There is more to celebrate, but these results were neither inevitable nor simply the result of good fortune. They took a dedicated team, led by Provost Insler, the vice presidents and deans, and a dedicated faculty.

In fall 1997, the University enrolled fewer than 300 new freshmen; this year, three times that. Enrollment, retention, and graduation rates had plummeted. In 1998-2000, the Board discussed merging with Long Island University (LIU), renting one-half of the residence hall rooms to Polytechnic University, and closing the majors in Anthropology-Sociology, Chemistry, Philosophy, and Physics.

During our period of progress, LIU had to sell its Southampton Campus and the university is on “credit watch” by the federal government. Polytechnic University closed its Long Island operations and the university was absorbed by N.Y.U.

All five academic programs have grown in strength and enrollment, with Physics a “jewel” and Chemistry a candidate for American Chemical Society (ACS) accreditation after adding faculty and equipment.

In addition, total enrollment grew by 40%, undergraduate enrollment increased by 83%, and alumni were re-engaged.

Nevertheless, during recent years, graduate and adult enrollment have fallen and the competition for undergraduate students has become much stiffer.

As I said at the faculty meeting in May, I had heard dire comments about cuts to the budget. However, faculty hiring continues; faculty salary increases continue; and there have been no lay-offs or furloughs.

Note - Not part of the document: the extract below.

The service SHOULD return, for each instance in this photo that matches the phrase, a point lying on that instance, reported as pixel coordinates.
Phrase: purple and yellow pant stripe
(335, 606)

Even faculty travel money has increased. In 2005-06, we spent an average of $1,518 per faculty member on travel and conference registration expenses. During this year, we are spending an average of $1,985 per faculty member – a 31% increase, and we have more members of the faculty.

Since 2005, we also have increased financial support for graduate students by 50%. The increases in financial aid are not just for undergraduates.

We want to reach the goals of AU 2015, our strategic plan, in total and, while challenges are real, we are on our way. The “Newsday” story last spring about graduation rates and student debt show us in very good stead among our regional peers.

In financial terms, our debt is low, our endowment has nearly tripled, and our credit rating is strong.

We have much to be pleased about, in terms of undergraduate satisfaction and graduation rates; student engagement and success in class, in internships, in voluntarism, and in athletics; student success upon graduation; quality measures and reputation; and improvements in faculty support, facilities, and endowment.

However, we cannot entertain “business as usual”. There is a limit to how high we can raise tuition, our major source of revenue. We cannot continue doing what we have always been doing without a critical review of how we can be both more effective and more efficient.

We must bring the same discipline and vigor to adult, graduate, summer, and continuing education programs and promotion as we have to undergraduate enrollment planning.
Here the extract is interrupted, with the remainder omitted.